Am 27. Juni 2019, als ich in Haiti war, beschloss der UN-Sicherheitsrat, dass mit dem Auslaufen von MINUJUSTH im September dieses Jahres eine UN-Mission folgen wird, die nur politischen Charakter haben soll. Wie kann das sein, fragt man sich da? Wenn sie die Volksbewegung nicht mehr kontrollieren können, ziehen sie die bewaffneten Truppen der UNO ab?

Doch bald begriffen wir. Seit November 2018 dringen verschiedene paramilitärische Banden in die aufständischen Viertel ein, ausgerüstet von den USA und den Mitgliedern der Regierung Jovenel selbst. Dort verübten sie nach Willkür Massaker, wie das von La Salin, bei dem in der gleichen Nacht zudem systematisch Frauen vergewaltigt wurden. Sie verbreiten Terror. Verschiedene Banden kämpfen um Reviere und verlangen Schutzgeld von den Menschen. Das ist die neue Form der Barbarei, mit der versucht wird, die Solidarität und das Vertrauen unter den Leuten zu zerstören. Sie zwingen bereits Familien und Frauen mit Kindern, ihr Viertel zu verlassen und diese stellen dann irgendwo ein kleines Zelt auf, um dem nicht länger ausgesetzt zu sein.

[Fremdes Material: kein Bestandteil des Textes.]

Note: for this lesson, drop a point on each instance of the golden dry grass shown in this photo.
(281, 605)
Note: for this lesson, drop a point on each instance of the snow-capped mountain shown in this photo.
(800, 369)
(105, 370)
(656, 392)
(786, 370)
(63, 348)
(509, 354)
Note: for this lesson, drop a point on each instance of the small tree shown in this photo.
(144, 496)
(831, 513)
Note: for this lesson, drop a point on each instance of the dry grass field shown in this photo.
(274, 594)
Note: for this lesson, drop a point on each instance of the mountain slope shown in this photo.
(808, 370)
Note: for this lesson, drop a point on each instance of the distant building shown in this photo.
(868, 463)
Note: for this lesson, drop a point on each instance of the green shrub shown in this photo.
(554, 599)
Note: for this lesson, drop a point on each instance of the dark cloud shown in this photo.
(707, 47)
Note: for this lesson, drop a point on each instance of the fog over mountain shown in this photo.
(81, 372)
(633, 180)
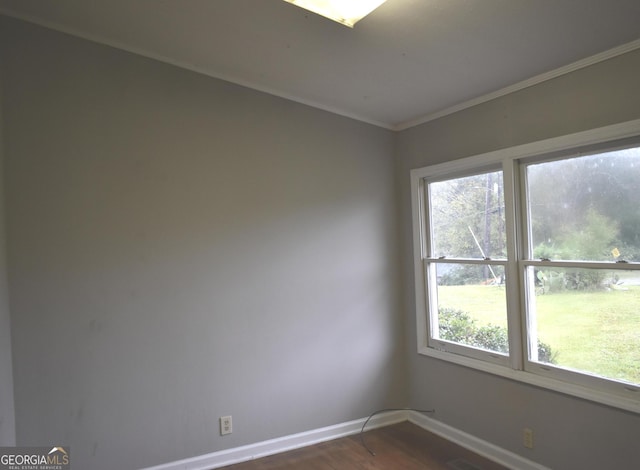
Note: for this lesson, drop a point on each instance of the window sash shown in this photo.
(517, 365)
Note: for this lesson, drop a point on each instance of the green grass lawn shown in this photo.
(596, 332)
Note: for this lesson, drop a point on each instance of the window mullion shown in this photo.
(514, 318)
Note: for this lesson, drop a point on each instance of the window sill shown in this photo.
(628, 403)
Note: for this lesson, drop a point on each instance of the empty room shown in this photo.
(234, 228)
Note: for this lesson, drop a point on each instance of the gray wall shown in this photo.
(7, 418)
(569, 433)
(181, 248)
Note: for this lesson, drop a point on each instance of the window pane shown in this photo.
(586, 320)
(472, 306)
(586, 208)
(467, 217)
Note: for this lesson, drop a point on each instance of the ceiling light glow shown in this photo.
(347, 12)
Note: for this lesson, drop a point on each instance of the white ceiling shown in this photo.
(408, 61)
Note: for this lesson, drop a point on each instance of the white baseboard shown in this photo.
(303, 439)
(282, 444)
(474, 444)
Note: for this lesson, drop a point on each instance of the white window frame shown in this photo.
(516, 365)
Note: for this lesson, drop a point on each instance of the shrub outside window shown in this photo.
(527, 263)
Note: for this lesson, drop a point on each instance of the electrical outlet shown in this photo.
(527, 438)
(226, 425)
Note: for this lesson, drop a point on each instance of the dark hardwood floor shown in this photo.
(403, 446)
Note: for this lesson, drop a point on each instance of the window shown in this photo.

Im März/April 2019 wurde ein Kommando aus fünf US-Amerikanern, einem Afghanen und einem Haitianer festgenommen. Sie hatten großkalibrige Waffen, Zielfernrohre, modernste Technologien zur Personenerkennung, Pässe etc. bei sich. Dieses Kommando versuchte eines Sonntags nachts, in den Tresorraum der haitianischen Zentralbank einzubrechen und wurde von der haitianischen Polizei festgenommen. Am nächsten Morgen wurden sie von einem ranghohen Mitglied der Justiz freigelassen, der US-Botschafter holte sie ab und setzte sie in ein Flugzeug der American Airlines, das sie in die USA brachte. Dort angekommen verschwanden sie, ohne dass es irgendwelche Konsequenzen gab.

Die ersten in Haiti durchgeführten Untersuchungen ergaben, dass der Haitianer, der im Kommando als Fahrer fungierte, in Verbindung zu Präsident Jovenel stand. Daher identifizieren viele dieses Kommando mit der Präsidentschaft.

Und man hat bereits registriert, dass die Demonstranten für die Regierung gefährlich wurden und wenn man auf sie schoss, würden sie alles in Brand setzen. Daher wurden die jüngsten Demonstrationen nicht mehr so brutal niedergeschlagen. Aber nach Beendigung der Märsche, beim Rückzug, wurde vielen Demonstranten aus großer Distanz eine tödliche Kugel in den Kopf geschossen.

Der Widerstand in der haitianischen Bevölkerung wächst weiter, obwohl geprügelt, ausgehungert und für Momente geschwächt. Er speist sich auch aus seiner Erinnerung mithilfe von Voodoo, ich habe in den Straßen Zeremonien gesehen, die auf den Widerstand ihrer Vorfahren und ihren eigenen Widerstand Bezug nahmen. Es ist nur schwer vorstellbar, dass sie besiegt wird, selbst wenn es scheint, als wäre sie in einer ausweglosen Situation. Der Imperialismus scheint es auch zu sein.